Schooling Of Authors

If you write, or if you want to, you probably know social media is overrun with people who – for whatever reason – will try to offer you “instruction” on how to write…

[From Instagram. #Writingadvice hashtag. Screen capture.]

You can go bonkers trawling through all of that. Notice that at the time I screen captured that, that #writingadvice hashtag had nearly 300,000 posts. And that is hardly the only writing-related hashtag on Instagram alone, of course.

And look at some of those above: “Writing your second draft”; “Writing angry characters”; “Quick tips on ending your novel.” Such is probably only interesting at all to another writer, for most readers (I believe) care nothing about any of that. Reading is I feel a bit like driving a car: most readers – and I am one, too – want to enjoy the drive and are probably uninterested in how the engine was constructed.

Often when you click on such posts as well, you do wonder how much of it is “clickbait” stuff and/or efforts just to attract “clicks” and “likes” in order to try to “beat” the algorithm.
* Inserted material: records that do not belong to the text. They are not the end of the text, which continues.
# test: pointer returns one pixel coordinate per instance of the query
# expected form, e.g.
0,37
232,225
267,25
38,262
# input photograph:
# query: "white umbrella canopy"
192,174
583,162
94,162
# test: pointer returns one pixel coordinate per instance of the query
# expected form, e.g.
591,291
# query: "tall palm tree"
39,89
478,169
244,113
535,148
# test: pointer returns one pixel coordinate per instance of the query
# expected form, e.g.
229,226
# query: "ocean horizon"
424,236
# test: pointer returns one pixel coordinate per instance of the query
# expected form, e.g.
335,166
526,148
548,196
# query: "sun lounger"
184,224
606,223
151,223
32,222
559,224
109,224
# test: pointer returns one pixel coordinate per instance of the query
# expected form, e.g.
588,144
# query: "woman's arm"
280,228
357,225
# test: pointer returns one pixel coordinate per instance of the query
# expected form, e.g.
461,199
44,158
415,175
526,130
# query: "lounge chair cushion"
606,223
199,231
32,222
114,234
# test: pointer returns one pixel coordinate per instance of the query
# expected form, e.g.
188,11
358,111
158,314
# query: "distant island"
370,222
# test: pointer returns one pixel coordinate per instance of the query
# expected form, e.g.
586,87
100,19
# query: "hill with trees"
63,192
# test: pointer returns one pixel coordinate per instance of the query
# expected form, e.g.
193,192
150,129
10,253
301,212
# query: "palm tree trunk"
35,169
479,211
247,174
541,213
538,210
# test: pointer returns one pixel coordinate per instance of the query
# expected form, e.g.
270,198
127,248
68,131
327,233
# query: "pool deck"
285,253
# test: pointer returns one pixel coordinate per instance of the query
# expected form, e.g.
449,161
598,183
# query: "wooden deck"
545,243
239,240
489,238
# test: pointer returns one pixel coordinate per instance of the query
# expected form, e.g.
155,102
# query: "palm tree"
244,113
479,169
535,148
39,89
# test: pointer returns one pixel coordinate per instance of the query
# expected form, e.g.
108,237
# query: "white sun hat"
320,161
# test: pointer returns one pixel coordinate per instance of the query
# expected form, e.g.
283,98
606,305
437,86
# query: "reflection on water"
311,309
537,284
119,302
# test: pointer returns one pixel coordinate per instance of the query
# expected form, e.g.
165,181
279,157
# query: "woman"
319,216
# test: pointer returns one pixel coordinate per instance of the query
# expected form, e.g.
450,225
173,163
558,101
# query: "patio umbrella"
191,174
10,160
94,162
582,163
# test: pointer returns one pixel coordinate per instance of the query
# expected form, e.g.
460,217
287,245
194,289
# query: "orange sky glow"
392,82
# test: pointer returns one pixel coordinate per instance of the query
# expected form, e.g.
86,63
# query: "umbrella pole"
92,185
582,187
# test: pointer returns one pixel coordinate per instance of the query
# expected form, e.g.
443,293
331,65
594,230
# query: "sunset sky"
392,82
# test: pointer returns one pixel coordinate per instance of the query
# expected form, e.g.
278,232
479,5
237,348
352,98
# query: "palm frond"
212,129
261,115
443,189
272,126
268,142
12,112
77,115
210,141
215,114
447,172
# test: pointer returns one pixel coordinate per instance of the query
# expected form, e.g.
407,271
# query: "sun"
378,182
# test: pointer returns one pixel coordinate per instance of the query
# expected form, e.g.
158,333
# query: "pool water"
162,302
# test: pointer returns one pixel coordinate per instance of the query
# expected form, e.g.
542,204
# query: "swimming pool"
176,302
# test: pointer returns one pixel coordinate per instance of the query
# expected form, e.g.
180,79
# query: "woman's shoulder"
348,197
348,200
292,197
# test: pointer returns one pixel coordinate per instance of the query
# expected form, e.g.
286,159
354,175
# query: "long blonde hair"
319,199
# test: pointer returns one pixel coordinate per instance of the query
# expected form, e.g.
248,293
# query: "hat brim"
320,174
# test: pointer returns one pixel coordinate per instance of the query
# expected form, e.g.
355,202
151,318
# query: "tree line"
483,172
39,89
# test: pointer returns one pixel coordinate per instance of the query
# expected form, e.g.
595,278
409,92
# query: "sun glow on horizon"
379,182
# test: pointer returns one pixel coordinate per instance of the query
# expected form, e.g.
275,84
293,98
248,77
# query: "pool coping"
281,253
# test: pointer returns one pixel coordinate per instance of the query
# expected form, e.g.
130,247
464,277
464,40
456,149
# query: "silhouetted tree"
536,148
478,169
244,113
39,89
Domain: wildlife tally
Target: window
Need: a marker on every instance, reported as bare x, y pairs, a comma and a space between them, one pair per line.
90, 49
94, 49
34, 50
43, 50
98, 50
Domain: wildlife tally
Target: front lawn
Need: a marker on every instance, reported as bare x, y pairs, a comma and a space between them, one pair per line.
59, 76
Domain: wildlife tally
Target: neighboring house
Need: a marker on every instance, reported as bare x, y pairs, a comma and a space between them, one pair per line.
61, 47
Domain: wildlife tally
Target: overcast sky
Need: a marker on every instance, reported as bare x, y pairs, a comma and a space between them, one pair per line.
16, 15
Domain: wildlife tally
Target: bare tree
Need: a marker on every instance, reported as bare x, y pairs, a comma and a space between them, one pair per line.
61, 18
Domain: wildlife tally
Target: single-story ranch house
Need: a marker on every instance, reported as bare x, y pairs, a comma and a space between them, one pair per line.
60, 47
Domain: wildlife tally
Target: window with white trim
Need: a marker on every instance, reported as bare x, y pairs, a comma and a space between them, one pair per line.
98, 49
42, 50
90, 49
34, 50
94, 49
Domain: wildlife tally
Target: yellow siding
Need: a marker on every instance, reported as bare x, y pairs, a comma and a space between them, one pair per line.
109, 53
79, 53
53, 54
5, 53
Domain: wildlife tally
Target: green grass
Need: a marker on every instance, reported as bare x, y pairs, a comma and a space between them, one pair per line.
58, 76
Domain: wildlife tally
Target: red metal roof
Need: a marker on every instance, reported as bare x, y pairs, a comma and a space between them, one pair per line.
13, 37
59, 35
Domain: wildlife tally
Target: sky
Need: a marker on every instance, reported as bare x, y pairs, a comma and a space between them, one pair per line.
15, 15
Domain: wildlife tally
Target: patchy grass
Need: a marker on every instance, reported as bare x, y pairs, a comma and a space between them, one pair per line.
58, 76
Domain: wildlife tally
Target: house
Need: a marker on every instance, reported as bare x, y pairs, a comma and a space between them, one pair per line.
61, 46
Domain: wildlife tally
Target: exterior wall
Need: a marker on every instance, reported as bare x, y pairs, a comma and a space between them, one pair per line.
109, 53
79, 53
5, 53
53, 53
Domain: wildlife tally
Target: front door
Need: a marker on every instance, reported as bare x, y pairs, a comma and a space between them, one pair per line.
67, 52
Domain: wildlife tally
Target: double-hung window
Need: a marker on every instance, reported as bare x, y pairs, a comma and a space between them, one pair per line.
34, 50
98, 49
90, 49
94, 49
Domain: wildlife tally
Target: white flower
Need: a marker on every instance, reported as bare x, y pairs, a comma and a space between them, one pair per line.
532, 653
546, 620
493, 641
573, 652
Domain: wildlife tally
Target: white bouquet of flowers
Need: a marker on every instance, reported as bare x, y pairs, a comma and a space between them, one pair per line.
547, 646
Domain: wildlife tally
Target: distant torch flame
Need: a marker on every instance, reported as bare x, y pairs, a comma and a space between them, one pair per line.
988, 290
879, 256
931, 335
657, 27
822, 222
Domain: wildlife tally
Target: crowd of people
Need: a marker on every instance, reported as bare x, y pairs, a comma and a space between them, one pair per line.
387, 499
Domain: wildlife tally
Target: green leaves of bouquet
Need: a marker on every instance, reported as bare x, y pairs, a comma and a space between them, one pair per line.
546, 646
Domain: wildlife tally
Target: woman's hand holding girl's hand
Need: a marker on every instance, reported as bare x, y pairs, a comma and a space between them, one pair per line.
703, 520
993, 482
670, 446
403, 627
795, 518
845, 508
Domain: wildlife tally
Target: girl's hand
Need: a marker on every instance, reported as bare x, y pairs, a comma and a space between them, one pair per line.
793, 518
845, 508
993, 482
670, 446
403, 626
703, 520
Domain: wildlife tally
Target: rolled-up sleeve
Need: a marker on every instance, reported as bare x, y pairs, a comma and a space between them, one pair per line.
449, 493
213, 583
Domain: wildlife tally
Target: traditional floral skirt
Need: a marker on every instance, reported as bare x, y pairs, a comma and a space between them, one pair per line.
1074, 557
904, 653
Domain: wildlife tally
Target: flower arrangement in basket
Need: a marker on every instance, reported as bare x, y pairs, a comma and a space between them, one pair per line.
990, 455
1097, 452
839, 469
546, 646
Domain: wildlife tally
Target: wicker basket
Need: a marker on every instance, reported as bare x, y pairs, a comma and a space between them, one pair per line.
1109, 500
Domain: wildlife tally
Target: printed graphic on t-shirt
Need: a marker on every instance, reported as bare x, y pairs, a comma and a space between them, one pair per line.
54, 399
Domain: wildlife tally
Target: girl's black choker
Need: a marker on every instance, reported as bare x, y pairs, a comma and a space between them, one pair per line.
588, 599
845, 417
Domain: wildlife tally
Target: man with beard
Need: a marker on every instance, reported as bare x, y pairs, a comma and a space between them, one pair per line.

In fact if you dig a little deeper from those who offer such “advice” and say they write, you also discover some who post stuff like that have themselves not actually published anything. (They may claim they are, say, currently writing their first book.) Frankly, I am uninterested in wasting my time reading writing “advice” from anyone if I have not seen at least a book they themselves have written to completion.

[Photo by Min An on]

Having written some myself, I have come to feel writing a book is to start from nothing and seek to impose order on the creative chaos as you write it in order eventually to get to a finish which the reader finds enjoyable and worth their valuable time. How you get to that last reader point is entirely up to you as the writer. As I have said before, I would never try to tell anyone “how” to write. You have to write your tales as you deem fit.

The only suggestion I do offer is from my own experience: it is best first to be a reader – possibly for years – before you try to write for publication. Read, read, read, read, read. Because through reading others we see how others write, discover what we like, what we do not like, and begin to form a sense of how we ourselves might write.

Clicking around, you may also find yourself encountering writing stuff that causes you to shake your head in disbelief. For example, this author is well-regarded by many – although I admit I have never read a thing he has written; his tales do not appeal to me – and is much-quoted on Instagram. I had stumbled on this from him shared from some unnamed Instagrammer:

[Neil Gaiman, quoted on Instagram.]

One of the slides has this example of his “wisdom” (with encirclings here being mine):

[Neil Gaiman, quoted on Instagram.]

I did a double take at that last sentence: “They don’t teach you anything worth knowing” in school. That is “wisdom?” Assuming for the sake of argument that quote is accurate (a bit of an “if” on the net, I know), one wonders, for example, where did he happen to learn to write and to read? Wikipedia states he could read at age 4 – which sounds impressive (since that is before formal schooling starts) until you realize if they are encouraged most children start to become literate by age 3-4. (I can vaguely recall “reading” at age 4, too.) Chances are that like many he had benefited from a reading start at home, sure, but that he learned to read properly mostly thanks to attending school.

I was a university history and politics lecturer for nearly a decade. I can tell you that prior to the creation of widespread state education in the mid-late-1800s in the U.S., many were barely literate, and even illiterate, by today’s standards. Here in Great Britain, the reality was much the same.

White American men in 1790 in New England, a region which long had had many village schools – for 5-13 year old boys in particular – were among the most literate in the world; but in comparison white American men in the South, a much more rural region which had no public education, were much less likely to be able to read and to write as well as their northern counterparts. Overall, though, because of some public education especially in the North, it is now estimated that about 70 percent of white American men could read and write to an extent in “1776.” On the other hand, just 40 percent of men in Great Britain and only some 30 percent of men in France – neither of which then had widespread state education – could read and write.

[Photo by Max Fischer on]

So even glibly to assert schools “don’t teach you anything worth knowing” has to rate as one of the more shockingly stupid observations I have ever read coming from an author (and especially a well thought of one, no less) and I don’t give a damn how many awards he has been handed, how many books he has sold, and how many have been adapted for the screen.

On the whole, always be careful in accepting authoring “wisdom” shared on social media.